To say we got ourselves killed is going easy on us. Couldn't get any shots to sink... they rolled and bounced anywhere but through the net. Seemed the other team couldn't miss. At the final buzzer, they tossed up a half court shot, and of course it went in. I've gotta say, all I could do was laugh and admire they way they played.

I did get a couple of good fouls in, though! You've got to educate them when they try to drive on you! At least I didn't drop my shoulder on anyone this week. Heh.

To echo Cubs fans everywhere, "Wait 'til next year!"

How A Marine Is Seen

If you are one that hasn't visited my brother Marine, Eric of Straight White Guy, head on over and check out this post.
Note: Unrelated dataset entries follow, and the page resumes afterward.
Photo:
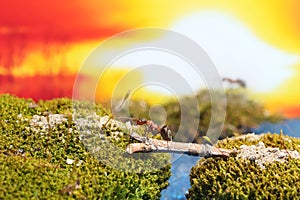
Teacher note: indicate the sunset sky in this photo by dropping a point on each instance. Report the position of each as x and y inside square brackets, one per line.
[44, 43]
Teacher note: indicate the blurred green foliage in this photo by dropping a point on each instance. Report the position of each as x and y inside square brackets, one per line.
[33, 164]
[233, 178]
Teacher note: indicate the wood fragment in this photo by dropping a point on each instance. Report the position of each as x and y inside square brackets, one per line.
[162, 146]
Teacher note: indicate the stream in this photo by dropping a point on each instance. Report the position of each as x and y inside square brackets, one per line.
[179, 181]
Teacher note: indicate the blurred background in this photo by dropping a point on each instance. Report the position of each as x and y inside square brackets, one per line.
[44, 43]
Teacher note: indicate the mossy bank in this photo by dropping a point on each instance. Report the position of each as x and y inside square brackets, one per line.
[52, 161]
[238, 178]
It's an e-mail that he's posted. While some of it is funny, it makes a Marine's chest swell with pride. Especially the last part. I've always been proud of my country, but I've got to say, that since I was a Marine, there hasn't been a singing of the National Anthem where I didn't get watery eyes. (Including Sarahk's rendition.) But watching the Marine Silent Drill Team... it's damn powerful. I have gotten to see them live once, and on television twice. I don't say a word watching them. After a bit, you can't hardly see them, what with the dust specks getting in your eyes.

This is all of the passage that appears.